Le poêle à pétrole continuait à brûler normalement, projetant au plafond un petit rond de lumière jaune. Et, tout en brûlant, il produisait un léger crépitement, comme pour signaler qu’il était là et remplissait son office avec fidélité. Ce bruit était d’ailleurs le seul qui rompît le silence,
« Tu as raison, Claude, dit Mick au bout d’un moment. C’est sans doute quelqu’un qui passait dehors. Si nous laissions sortir Dag pour nous en rendre compte ?
— Oh ! Non ! protesta François. Restons au contraire bien tranquilles et attendons pour voir s’il aboie encore.
— Ma foi, dit Annie à son tour, il s’agit peut-être seulement d’une souris qui aura traversé notre chambre en courant. Vous connaissez Dago ! Il aboie aussi fort pour une mouche que pour un éléphant.

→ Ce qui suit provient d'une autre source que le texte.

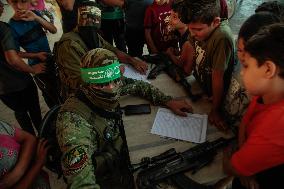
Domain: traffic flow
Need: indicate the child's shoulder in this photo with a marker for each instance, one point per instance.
(223, 32)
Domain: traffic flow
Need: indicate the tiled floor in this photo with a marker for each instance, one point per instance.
(244, 9)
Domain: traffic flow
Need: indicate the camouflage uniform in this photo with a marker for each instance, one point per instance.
(83, 132)
(69, 51)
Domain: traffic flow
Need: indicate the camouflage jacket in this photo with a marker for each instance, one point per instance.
(77, 137)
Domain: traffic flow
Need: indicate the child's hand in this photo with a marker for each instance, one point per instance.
(42, 56)
(28, 15)
(216, 120)
(179, 106)
(38, 68)
(140, 66)
(170, 51)
(41, 153)
(249, 182)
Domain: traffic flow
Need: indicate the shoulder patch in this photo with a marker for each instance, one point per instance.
(74, 160)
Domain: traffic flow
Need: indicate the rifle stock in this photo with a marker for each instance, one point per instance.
(191, 159)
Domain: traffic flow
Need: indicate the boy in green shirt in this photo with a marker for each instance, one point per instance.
(213, 48)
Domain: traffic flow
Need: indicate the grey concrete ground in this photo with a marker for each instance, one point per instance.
(244, 9)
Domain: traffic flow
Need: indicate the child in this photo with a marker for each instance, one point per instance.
(113, 26)
(259, 161)
(158, 35)
(17, 170)
(134, 32)
(28, 33)
(275, 7)
(213, 45)
(185, 57)
(39, 5)
(237, 99)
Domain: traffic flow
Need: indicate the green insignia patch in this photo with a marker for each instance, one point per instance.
(75, 160)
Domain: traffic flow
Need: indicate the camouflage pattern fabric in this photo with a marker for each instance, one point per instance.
(89, 16)
(143, 89)
(68, 53)
(235, 104)
(97, 58)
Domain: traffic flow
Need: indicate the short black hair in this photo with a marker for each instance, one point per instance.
(274, 7)
(268, 44)
(255, 22)
(204, 11)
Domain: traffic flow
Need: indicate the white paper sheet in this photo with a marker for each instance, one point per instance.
(130, 72)
(191, 128)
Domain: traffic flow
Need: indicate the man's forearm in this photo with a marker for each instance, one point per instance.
(16, 62)
(27, 55)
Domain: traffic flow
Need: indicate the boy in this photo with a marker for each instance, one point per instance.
(213, 44)
(259, 161)
(95, 108)
(28, 33)
(17, 88)
(158, 35)
(185, 57)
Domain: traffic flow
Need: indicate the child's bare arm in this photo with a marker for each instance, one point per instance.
(67, 4)
(28, 179)
(187, 54)
(28, 144)
(31, 16)
(217, 89)
(16, 62)
(150, 41)
(42, 56)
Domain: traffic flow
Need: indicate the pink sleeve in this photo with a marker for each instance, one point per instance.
(264, 147)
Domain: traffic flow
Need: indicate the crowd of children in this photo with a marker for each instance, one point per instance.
(243, 81)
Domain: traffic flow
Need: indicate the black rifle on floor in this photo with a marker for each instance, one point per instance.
(163, 63)
(170, 163)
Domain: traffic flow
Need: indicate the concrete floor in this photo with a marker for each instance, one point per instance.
(244, 9)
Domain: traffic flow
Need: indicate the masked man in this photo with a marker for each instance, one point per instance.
(73, 45)
(89, 125)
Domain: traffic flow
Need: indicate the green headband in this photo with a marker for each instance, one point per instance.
(103, 74)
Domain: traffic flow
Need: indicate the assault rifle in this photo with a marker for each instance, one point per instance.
(163, 63)
(170, 163)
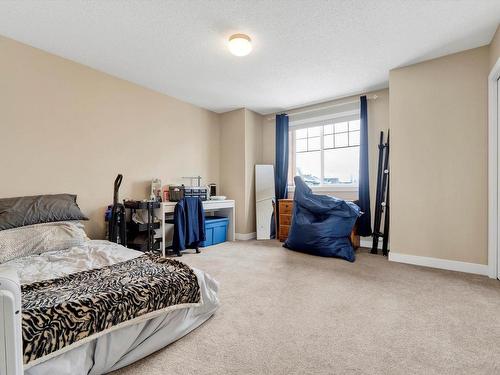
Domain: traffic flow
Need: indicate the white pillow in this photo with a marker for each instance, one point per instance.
(40, 238)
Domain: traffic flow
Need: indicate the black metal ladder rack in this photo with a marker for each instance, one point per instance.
(382, 197)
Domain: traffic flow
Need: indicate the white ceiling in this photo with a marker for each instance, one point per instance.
(304, 51)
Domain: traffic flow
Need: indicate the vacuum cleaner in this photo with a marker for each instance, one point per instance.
(117, 227)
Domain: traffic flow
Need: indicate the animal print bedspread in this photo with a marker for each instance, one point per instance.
(60, 312)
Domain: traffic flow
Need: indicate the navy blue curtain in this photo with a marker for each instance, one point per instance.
(365, 221)
(281, 163)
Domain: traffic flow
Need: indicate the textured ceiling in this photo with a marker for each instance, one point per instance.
(304, 51)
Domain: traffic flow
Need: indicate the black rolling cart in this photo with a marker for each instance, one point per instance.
(141, 236)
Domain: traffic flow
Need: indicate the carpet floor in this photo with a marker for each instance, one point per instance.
(284, 312)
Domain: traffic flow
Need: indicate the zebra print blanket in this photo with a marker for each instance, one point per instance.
(61, 312)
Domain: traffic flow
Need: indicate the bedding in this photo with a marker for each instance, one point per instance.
(112, 348)
(22, 211)
(40, 238)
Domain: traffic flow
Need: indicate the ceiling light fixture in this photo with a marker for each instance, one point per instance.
(240, 44)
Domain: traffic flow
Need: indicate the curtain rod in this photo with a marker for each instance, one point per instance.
(373, 97)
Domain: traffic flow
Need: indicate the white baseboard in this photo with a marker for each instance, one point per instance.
(368, 242)
(445, 264)
(245, 236)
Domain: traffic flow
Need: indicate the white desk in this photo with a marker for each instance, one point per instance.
(222, 208)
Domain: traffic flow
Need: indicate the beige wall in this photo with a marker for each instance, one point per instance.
(67, 128)
(495, 48)
(378, 120)
(253, 155)
(438, 116)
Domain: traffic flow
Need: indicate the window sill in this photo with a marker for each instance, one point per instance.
(328, 189)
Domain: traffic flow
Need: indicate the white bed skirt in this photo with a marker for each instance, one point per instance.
(129, 344)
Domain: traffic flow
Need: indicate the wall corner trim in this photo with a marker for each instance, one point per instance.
(245, 236)
(445, 264)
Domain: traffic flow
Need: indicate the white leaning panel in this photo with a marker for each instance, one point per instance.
(11, 356)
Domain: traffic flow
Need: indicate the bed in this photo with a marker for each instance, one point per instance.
(93, 306)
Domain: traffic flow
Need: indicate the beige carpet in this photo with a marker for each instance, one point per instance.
(289, 313)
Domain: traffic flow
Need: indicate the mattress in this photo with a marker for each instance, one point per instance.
(123, 346)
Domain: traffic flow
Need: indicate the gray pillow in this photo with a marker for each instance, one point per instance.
(21, 211)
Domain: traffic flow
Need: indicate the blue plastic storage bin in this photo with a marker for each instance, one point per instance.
(215, 230)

— Oui, tu as raison, admit Claude. Rendormons-nous. Dag s’est d’ailleurs recouché. Ce n’était qu’une fausse alerte. Mais je t’en supplie, Dago, si tu aperçois encore une souris en train de folâtrer sur le plancher, laisse-la tranquille et n’aboie pas. Ne nous réveille plus. »
Dagobert avança la tête et balaya le visage de Claude d’un coup de langue. Peu à peu le silence retomba dans les deux chambres.

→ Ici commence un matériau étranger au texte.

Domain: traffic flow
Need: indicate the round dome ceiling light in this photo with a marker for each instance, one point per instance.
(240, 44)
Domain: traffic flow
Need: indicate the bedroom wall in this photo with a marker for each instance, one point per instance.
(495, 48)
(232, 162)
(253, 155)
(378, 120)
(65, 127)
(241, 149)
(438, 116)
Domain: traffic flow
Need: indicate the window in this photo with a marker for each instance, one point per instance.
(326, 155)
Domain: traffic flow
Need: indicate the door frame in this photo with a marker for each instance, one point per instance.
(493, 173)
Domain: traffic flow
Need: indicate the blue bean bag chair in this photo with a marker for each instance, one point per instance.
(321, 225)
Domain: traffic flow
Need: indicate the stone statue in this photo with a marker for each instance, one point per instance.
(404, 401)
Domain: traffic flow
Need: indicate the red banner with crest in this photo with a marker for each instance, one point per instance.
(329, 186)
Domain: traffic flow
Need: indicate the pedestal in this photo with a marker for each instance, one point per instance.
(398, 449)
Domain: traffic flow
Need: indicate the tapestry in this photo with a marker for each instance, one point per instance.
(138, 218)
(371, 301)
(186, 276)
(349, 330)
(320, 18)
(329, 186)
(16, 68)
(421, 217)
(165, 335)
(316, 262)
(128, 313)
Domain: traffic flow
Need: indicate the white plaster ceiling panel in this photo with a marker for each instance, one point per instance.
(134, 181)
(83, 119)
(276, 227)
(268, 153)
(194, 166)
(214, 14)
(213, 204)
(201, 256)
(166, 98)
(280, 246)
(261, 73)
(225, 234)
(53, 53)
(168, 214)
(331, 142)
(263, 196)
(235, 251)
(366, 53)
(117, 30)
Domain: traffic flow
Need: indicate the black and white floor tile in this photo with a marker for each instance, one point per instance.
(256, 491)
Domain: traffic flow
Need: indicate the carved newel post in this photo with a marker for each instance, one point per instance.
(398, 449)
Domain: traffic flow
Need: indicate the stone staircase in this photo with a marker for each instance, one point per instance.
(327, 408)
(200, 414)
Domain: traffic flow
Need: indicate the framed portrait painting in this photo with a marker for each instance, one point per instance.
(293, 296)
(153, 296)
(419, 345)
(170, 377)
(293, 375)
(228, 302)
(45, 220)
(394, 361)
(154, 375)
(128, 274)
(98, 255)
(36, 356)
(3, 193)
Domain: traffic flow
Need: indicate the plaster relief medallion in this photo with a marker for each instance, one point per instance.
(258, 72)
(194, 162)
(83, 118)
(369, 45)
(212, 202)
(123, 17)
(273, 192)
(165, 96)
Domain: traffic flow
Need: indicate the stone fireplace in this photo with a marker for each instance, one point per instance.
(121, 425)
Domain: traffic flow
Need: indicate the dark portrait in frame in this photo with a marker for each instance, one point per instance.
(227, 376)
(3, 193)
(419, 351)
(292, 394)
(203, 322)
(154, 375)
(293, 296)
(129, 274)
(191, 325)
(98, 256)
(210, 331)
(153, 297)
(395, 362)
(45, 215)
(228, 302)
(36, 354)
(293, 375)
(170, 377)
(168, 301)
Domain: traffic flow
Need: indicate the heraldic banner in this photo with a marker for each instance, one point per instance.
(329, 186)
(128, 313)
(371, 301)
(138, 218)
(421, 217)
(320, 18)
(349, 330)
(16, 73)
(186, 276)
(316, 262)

Le chien, cependant, demeura assez longtemps les oreilles dressées. Les enfants s’étaient rendormis, à l’exception d’Annie. Allongée sur sa couchette, elle avait les yeux ouverts et se demandait ce qui avait tiré Dagobert de sa somnolence. Au fond, elle ne croyait pas vraiment qu’il s’agît d’une souris…
La fillette étant éveillée, ce fut elle qui entendit le bruit la première. Tout d’abord, elle crut à un simple bourdonnement de ses oreilles, comme cela lui était arrivé quelquefois quand elle était sur le point de s’endormir et que la pièce était silencieuse. Et puis, soudain, elle comprit que le bruit en question était bel et bien réel. Il était des plus étranges.
Apeurée, Annie se dressa sur son séant.
« On dirait un grondement très lointain », songea-t-elle en prêtant l’oreille,
Dagobert poussa un faible gémissement comme pour faire savoir que lui aussi, de son côté, avait entendu le bruit mystérieux.
« Cela ressemble à un roulement de tonnerre songea encore Annie, mais pas au-dessus de ma tête… au-dessous de moi, au contraire… et très profond ! »
Au même instant le bruit s’amplifia un peu et Dagobert lui donna la réplique en grondant à son tour. Annie se pencha vers la couchette au-dessous et chuchota :
« Chut, Dago. Tais-toi. Tout va bien. Ce doit être un orage dans la vallée ! »
Juste à cet instant les secousses commencèrent… Elles se produisirent si brusquement qu’Annie ne comprit pas tout de suite ce qui se passait. Sur le coup, elle pensa que c’était elle qui tremblait de froid pour être restée trop longtemps à moitié sortie de sa couchette. Mais non… la couchette elle-même se mettait à vibrer, comme la fillette put s’en rendre compte en posant ses doigts sur le cadre de fer. Annie eut peur. Elle se décida à appeler les autres.
« François ! Mick ! Réveillez-vous ! Il se passe quelque chose d’étrange ! »
Lui faisant écho, Dagobert se mit à aboyer à pleine voix :
« Ouah, ouah, ouah ! Ouah, ouah ! »
En un instant, ce fut un branle-bas général dans les deux petites chambres, et les exclamations fusèrent de part et d’autre :
« Quoi ?
— Qu’est-ce que c’est ?
— Qui a appelé ? »
Le tout dominé par les aboiements frénétiques de Dagobert déchaîné.